Converting a VirtualBox VM to an EC2 AMI

There are many ways to create a new AMI for use with Amazon EC2, the best solution is to simulate EC2 with a local Xen install, however this sometimes isn’t possible, so the next best thing is to create a VirtualBox based VM, then generate an EC2 AMI from it .

Preparing the Virtual Machine

The main special requirement for the VirtualBox based VM is that it needs to be configured to boot from a Xen-based kernel. Obviously VirtualBox can’t boot Xen-dependant kernels, so I usually have two similarly configured kernels, one with Xen support, one without.

Compiling a Linux kernel with Xen support ( at least on Gentoo ) results in a kernel image named ‘vmlinuz’ whereas the normal kernel without Xen support creates a kernel ( assuming compressed with bzip ) called ‘bzImage’. I have a Grub config file which tries the Xen-based kernel , then falls back to the normal one if this fails.
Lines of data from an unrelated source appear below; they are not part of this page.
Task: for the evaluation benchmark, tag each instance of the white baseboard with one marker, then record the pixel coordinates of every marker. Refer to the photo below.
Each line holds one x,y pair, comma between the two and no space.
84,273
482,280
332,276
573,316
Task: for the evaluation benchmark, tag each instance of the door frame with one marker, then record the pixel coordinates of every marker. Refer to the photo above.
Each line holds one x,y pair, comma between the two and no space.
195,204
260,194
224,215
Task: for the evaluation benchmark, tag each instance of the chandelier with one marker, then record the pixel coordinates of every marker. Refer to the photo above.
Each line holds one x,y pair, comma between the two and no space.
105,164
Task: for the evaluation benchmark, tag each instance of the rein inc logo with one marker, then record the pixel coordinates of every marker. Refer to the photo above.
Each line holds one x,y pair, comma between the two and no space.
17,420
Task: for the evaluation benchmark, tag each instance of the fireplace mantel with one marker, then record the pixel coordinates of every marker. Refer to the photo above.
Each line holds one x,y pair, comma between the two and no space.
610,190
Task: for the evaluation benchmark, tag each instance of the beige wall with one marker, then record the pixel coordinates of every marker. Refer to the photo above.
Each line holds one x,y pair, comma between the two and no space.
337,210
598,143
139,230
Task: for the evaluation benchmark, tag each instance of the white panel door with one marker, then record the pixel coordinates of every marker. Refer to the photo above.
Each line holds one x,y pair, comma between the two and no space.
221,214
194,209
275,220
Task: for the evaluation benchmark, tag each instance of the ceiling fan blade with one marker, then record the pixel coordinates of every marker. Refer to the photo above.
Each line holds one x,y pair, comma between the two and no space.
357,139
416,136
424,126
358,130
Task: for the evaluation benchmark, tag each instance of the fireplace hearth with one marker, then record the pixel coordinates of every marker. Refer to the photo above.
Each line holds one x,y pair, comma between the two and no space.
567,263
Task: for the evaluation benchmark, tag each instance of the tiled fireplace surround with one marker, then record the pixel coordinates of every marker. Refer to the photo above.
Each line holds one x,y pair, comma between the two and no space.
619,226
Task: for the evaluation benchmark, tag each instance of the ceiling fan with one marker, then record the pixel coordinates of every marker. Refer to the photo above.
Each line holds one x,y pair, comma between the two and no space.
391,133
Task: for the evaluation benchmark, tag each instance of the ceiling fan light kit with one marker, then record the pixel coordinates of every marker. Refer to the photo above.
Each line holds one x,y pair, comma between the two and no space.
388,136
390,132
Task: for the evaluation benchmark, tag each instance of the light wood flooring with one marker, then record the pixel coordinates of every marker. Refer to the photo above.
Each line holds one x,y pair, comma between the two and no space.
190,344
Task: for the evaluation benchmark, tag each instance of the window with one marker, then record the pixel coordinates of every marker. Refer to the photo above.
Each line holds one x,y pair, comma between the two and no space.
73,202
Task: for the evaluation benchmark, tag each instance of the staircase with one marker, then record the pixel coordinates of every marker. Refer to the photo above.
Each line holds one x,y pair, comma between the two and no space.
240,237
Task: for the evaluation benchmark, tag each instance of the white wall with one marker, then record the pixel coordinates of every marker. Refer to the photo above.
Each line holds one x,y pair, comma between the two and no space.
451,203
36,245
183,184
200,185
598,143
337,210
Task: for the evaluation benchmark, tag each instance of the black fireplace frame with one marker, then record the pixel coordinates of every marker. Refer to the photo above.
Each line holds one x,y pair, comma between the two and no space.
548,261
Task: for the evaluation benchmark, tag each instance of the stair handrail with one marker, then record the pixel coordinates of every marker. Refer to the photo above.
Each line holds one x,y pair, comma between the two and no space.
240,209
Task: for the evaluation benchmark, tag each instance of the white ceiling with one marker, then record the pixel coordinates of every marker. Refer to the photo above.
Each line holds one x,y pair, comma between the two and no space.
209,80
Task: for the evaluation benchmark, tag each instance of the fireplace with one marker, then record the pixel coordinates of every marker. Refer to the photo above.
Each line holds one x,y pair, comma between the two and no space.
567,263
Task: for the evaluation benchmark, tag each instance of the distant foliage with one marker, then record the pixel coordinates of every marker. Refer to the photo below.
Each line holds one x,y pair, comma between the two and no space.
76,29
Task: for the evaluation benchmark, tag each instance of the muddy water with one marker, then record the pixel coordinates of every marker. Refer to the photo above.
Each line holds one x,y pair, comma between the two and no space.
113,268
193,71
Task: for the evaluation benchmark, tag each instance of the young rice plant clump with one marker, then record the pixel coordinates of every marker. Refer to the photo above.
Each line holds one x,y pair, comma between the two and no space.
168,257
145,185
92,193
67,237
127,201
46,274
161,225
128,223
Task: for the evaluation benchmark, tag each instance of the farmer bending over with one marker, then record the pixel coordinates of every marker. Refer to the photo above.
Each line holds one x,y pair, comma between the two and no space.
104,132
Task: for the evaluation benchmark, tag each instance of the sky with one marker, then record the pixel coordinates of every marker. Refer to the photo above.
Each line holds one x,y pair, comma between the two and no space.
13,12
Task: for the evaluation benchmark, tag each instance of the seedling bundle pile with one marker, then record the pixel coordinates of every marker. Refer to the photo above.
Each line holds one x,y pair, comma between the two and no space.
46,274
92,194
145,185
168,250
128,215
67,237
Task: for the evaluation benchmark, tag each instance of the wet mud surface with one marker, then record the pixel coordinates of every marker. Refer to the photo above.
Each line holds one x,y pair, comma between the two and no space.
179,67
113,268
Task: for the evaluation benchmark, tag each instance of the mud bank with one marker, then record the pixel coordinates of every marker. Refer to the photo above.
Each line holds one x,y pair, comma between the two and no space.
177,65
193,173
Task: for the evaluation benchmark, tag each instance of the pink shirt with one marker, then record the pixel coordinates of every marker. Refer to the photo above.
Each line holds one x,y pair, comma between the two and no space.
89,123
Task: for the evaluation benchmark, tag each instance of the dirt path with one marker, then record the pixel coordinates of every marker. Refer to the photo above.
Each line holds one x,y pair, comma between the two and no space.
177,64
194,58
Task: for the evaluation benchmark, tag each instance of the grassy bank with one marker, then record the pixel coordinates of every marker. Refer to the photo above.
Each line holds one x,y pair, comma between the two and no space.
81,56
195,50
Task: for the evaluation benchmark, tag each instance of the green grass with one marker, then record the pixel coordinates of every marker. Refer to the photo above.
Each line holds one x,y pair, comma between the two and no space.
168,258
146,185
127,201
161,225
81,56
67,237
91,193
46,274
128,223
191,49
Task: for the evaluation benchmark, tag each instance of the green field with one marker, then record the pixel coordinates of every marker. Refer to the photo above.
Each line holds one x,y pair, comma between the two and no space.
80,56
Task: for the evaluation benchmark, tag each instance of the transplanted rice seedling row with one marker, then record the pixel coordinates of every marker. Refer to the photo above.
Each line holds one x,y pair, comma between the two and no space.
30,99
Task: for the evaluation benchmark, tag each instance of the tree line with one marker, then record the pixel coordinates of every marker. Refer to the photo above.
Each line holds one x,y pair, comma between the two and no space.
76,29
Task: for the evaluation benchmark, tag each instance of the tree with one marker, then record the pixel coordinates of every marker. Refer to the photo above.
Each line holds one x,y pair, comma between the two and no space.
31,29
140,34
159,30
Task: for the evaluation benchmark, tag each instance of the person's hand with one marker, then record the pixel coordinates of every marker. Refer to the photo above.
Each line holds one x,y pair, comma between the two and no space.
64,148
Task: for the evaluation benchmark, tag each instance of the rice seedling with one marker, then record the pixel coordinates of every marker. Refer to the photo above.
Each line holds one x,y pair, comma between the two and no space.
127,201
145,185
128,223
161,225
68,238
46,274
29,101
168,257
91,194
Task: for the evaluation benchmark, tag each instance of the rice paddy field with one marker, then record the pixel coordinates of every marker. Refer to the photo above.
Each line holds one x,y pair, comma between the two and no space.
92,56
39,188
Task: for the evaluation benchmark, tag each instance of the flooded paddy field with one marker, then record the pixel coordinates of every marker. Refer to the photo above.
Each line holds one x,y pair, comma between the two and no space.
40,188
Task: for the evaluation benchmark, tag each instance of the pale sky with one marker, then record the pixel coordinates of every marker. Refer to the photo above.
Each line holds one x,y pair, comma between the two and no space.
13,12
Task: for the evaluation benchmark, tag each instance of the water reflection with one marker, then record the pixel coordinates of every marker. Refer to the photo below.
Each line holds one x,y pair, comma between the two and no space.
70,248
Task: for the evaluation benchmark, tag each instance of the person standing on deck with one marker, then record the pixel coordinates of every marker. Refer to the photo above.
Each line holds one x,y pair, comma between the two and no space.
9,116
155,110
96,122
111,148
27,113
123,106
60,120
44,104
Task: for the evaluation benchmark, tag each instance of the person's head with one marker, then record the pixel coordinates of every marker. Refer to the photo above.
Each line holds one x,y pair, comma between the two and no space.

The only disadvantage to this is I have to compile a kernel twice, once with Xen support, once without, but it allows me to test a kernel with my own configuration before I upload it to the cloud:

default 0
timeout 1
fallback 1

title Xen
root (hd0,0)
kernel /boot/vmlinuz spinlock=tickless root=/dev/sda1

title Local
root (hd0,0)
kernel /boot/bzImage spinlock=tickless root=/dev/sda1

Next, remove all data which you don’t want to upload yourself ( all my sites I am hosting on the image are stored in SVN, which I will just ‘svn co’ when the instance is running ), then clean the filesystem (  by filling the empty space with zeros ) to reduce the data we have to upload:

cat /dev/zero > /tmp/zerofill
sleep 1
sync
rm /tmp/zerofill
sleep 1
sync

Power off the VM, and we can now create an image we can create an AMI from.

Creating the Image

Next, delete all the VirtualBox snapshots for the VM, so the changes get merged into the ‘root’ image – if you do not do this then you get a version of your image before snapshots have happened ( I found this out the hard way when the VM booted with software running that I had long removed ).
Convert the virtualbox VDI to a raw image ( the VDI file is found in ~/.VirtualBox/Machines/machinename/ ):

VBoxManage internalcommands converttoraw vboximage.vdi ec2.img

Compress the image, this reduced my image down from 10GB to ~400MB:

tar cjf image.tar.bz2 ec2.img

Delete the uncompressed image:

rm ec2.img

Turning the Image into an AMI

Start up a new Amazon EC2 instance ( you can use any standard EC2 Linux VM for this ), and upload the image using scp (or another method):

scp image.tar.bz2 user@imagingserver:

Through the AWS control panel, create a new EBS volume ( ideally the same size as the VirtualBox VM ) and attach it to the instance. Make a note of the volume device name ( in my case /dev/sdi ), and overwrite the EBS volume with the image we have just uploaded:

tar xf image.tar.bz2 -O | dd of=/dev/sdi bs=10M

The EC2 volume now has our VM on it. You may notice that although the data has completed being written to the disk, there is no entries in /dev for the partitions. We need to tell Linux to update it’s partition listing, simply run fdisk against the volume, print the partition table, then write the ( unchanged )  layout:

# fdisk /dev/sdi

Command (m for help): p

Disk /dev/sdi: 10.7 GB, 10737418240 bytes
255 heads, 63 sectors/track, 1305 cylinders, total 20971520 sectors
Units = sectors of 1 * 512 = 512 bytes
Sector size (logical/physical): 512 bytes / 512 bytes
I/O size (minimum/optimal): 512 bytes / 512 bytes
Disk identifier: 0xeb52e322

   Device Boot      Start         End      Blocks   Id  System
/dev/sdi1              63    20964824    10482381   83  Linux

Command (m for help): w
The partition table has been altered!

Calling ioctl() to re-read partition table.
Syncing disks.

/dev/sdi1 ( in this case ) now exists. Mount the volume to check that it looks sane, then unmount it:

mkdir /mnt/newimage
mount /dev/sdi1 /mnt/newimage
ls /mnt/newimage
...
umount /mnt/newimage

Through the AWS control panel, detach the volume, take a snapshot and make a note of the snapshot id. You can delete the volume once the snapshot is complete. Also find the correct snapshot id for your instance from this guide then register the image, replacing $SNAPSHOTID, $KERNELID, name and description with your values:

ec2-register -a x86_64 -n "Name" -d "Description" --root-device-name /dev/sda1 -b /dev/sda=$SNAPSHOTID:10:true --kernel $KERNELID

You should now be able to start the new instance and have it boot your own customized Linux EC2 AMI.